India’s ambitious goal of achieving 30% sales penetration of electric passenger cars by 2030 has paved the way for the emergence of the e-retrofitment industry. This innovative concept involves transforming traditional internal combustion engine (ICE) vehicles into electric vehicles (EVs) by replacing their powertrains.

Collaborative Efforts: Converting Military Gypsies to Electric Vehicles

Indian Army Cell, in collaboration with IIT Delhi and start-up Tadpole Projects, showcased the successful conversion of Military Gypsies into electric vehicles. This collaboration highlights the country’s determination to leverage expertise from different sectors to drive the adoption of EVs through retrofitment.
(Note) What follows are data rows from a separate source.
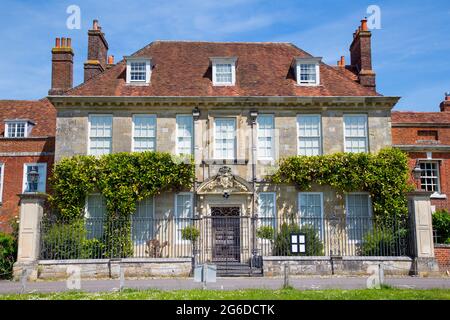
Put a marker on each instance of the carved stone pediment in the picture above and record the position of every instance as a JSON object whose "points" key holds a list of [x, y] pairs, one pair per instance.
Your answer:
{"points": [[223, 182]]}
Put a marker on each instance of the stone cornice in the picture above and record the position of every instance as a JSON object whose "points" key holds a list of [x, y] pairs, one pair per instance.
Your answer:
{"points": [[376, 102], [423, 148]]}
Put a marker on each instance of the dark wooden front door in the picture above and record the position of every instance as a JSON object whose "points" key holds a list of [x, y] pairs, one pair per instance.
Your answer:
{"points": [[226, 234]]}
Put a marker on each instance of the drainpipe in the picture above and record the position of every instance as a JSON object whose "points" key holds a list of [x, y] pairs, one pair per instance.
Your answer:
{"points": [[253, 118]]}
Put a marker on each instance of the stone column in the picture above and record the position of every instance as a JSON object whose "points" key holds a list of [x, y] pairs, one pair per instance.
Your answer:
{"points": [[419, 205], [31, 212]]}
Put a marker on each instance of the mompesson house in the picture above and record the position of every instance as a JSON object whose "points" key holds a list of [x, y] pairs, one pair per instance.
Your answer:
{"points": [[252, 117]]}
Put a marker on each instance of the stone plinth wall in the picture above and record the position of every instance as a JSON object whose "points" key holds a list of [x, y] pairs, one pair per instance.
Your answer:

State Governments and Retrofitment Guidelines

Several state governments, including Delhi, Tamil Nadu, and Andhra Pradesh, have introduced retrofitment guidelines to provide a framework for the industry’s operations. Such guidelines offer support to start-ups offering retrofitment kits and enable vehicle owners to convert their ICE vehicles into EVs instead of scrapping them.

Challenges Associated with E-Retrofitment

  • Cost: The 18% goods and services tax levied on auto components makes retrofitment a costly and economically unviable option compared to purchasing a new EV.
  • Technical Challenges: Retrofitting vehicles requires overcoming various engineering challenges. Sizing the battery and motor appropriately and ensuring the mechanical coupling of the motor with the existing vehicle transmission system are crucial considerations. The Automotive Industry Standards 123 (AIS 123) of India recommend a weight difference of around 10% between the original and retrofitted vehicles to ensure optimal performance.
  • High Investment: Converting a petrol or diesel car into an EV through retrofitment involves a significant financial investment. On average, the cost could amount to approximately Rs 4 lakh. However, one impediment to the conversion process is the unavailability of tailored loan options, as high lending rates make the investment financially unviable for vehicle owners.
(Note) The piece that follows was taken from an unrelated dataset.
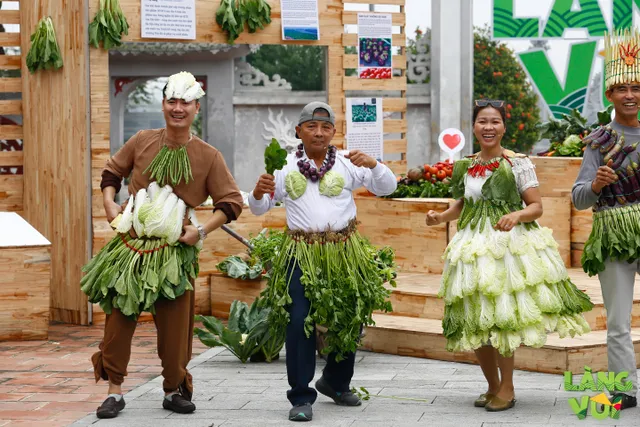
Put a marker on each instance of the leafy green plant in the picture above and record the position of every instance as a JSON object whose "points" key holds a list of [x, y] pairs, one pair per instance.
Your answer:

One of the advantages of retrofitting existing ICE vehicles is the extension of their useful lifespan by 5-7 years. This approach helps vehicles avoid falling under the scrappage policy, leading to reduced waste and environmental impact. Retrofitting presents an opportunity to make existing vehicles more sustainable and contribute to the country’s emission reduction goals.

Successful Retrofitment Example: Delhi’s Transition to CNG Vehicles

Delhi’s successful transition to compressed natural gas (CNG) vehicles serves as a noteworthy example of retrofitment. This shift not only reduced harmful PM2.5 emissions but also demonstrated the potential of retrofitting to contribute positively to the country’s vehicle electrification process.